The issue with imp 3664 is, I believe, because you’re sleeping before the imp has had a chance to process the new squirrel message. The server has sent the code to the device, but if it’s told to disconnect before all incoming data has been processed then it will do that. If not then we would very much like to investigate further.

saferaging · July 30, 2013, 11:47am

This is now in the ticketing system - still an outstanding issue. We will use the ticket thread to track progress (not this forum thread) debugging on the Imp end.
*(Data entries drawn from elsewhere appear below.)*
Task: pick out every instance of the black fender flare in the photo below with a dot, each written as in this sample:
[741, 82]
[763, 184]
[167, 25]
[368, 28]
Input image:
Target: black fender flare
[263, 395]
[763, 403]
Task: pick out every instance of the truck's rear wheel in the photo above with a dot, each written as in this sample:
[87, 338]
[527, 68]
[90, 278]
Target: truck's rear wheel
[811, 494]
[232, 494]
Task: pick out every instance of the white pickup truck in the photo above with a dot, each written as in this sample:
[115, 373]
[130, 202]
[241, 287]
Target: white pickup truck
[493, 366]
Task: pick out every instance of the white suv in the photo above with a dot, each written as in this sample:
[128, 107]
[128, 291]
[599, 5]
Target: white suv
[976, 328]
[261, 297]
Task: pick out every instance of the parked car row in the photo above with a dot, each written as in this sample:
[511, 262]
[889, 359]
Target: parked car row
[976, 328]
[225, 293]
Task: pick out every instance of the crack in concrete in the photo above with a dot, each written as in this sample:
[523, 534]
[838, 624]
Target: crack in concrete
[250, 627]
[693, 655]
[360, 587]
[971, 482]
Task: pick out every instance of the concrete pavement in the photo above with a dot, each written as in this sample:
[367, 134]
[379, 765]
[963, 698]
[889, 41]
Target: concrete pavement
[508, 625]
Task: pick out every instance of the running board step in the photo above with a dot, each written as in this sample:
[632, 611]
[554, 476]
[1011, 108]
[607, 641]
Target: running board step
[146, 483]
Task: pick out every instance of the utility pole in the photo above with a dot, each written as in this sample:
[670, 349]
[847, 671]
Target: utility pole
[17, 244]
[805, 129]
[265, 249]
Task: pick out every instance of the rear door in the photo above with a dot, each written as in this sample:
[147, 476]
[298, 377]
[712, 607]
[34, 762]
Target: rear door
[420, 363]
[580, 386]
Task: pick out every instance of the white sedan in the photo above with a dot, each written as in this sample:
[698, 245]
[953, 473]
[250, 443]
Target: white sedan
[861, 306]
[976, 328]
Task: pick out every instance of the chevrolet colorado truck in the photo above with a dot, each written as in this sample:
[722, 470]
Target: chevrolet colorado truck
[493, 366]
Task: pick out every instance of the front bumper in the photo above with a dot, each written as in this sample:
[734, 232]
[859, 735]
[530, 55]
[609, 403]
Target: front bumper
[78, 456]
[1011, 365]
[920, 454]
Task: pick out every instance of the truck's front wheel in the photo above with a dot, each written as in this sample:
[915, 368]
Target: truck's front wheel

hugo · July 31, 2013, 1:01am

…for anyone else watching, if you have an issue with getting a mostly-asleep imp to take new code, delay your sleep/server disconnect by maybe 0.2 seconds (ie, after onidle, have an imp.wakeup for at least 0.2 seconds later that calls the sleep).

What happens is the imp is going to sleep before the server has had a chance to tell it it’s got new firmware waiting.